Cabañas frunció el ceño y comenzó a leer por encima un expediente que estaba abierto en frente suyo.
-¿Y el caso de la vieja en Azcuénaga?
-Se lo pasé a Aymar y ya avisé al juez –dijo sin levantar la mirada.
Cárdenas se quedó mudo pensando qué responder. Cuando creyó tener las palabras y el valor, Acosta lo interrumpió por detrás entrando sin golpear ni ser llamado.
-Santiago…
Calló al verlo a Cárdenas que se estaba levantando.
-Dejá, yo ya me iba.
-¿Qué hacés por acá, che?
-Vine a laburar, para eso me pagan. Después quiero hablar con vos, avísame cuando estés libre -dijo mientra salía dándoles la privacidad que nesitaban.
En su escritorio comenzó a llenar interminables formularios que, según él, le freían el cerebro. Una hora más tarde tomó el teléfono y llamó a la oficina de Berisso, de la que lo separaban apenas veinticinco pasos pero no hubo respuesta. Volvió a intentar pero nadie atendió. Se levantó y fue para allá esperando tener noticias sobre el caso de Amanda. Pasó por el pasillo formado entre los escritorios. Su caminata se interrumpió frente a la puerta que abrió Alberto Dutari, un tipo que no hacía justicia a las raíces de su apellido con su metro noventa y melena pelirroja.
-A vos te andaba buscando. Me dijeron que volviste pero no estaba seguro de mis fuentes.
-¿Desconfiando de los colegas, Alberto?
-¿Por qué no? Acá no te podés fiar ni de vos mismo.
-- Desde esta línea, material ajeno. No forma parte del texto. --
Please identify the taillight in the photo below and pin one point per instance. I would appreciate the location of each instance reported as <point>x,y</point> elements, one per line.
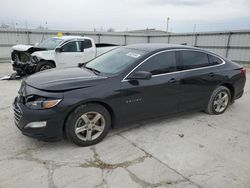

Escuchame, venite conmigo a Libertador y Tagle que tengo que atender unas cosas y me venís al pelo.
-¿Libertador y Tagle?
Esa era la dirección del estadio de Midfields.
-Sí, dale, venite que vos conocés a la gente ahí y me la vas a hacer más fácil.
Esto suspendía sus planes con Berisso, pero no podía ni debía levantar revuelo.
-Está bien, pero hay que avisarle a Cabañas.
-Después le aviso, dale vamos.
Ambos salieron del salón y pasaron de nuevo por la sala de recepción donde se toman las denuncias. Sentado en un rincón estaba un hombre desalineado con ojeras que le llegaban hasta las comisuras. Completamente inmóvil, su mirada estaba perdida en las baldozas. A la pasada, Cárdenas lo vio y se conmovió con el dolor que esa presencia emanaba. Cuando subieron al móvil le preguntó a Dutari.
-Che, ¿Quién era ese flaco en la sala?
-¿Quién?
-El que estaba en un rincón, medio muerto.
-Ah, ese. Hace como tres o cuatro días que viene todas las tardes a preguntar por su mujer. Desapareció y no se sabe dónde está.
-Se fue con otro.
-Andá a saber.
Dutari puso el auto en marcha y salieron disparados con la sirena hacia el destino.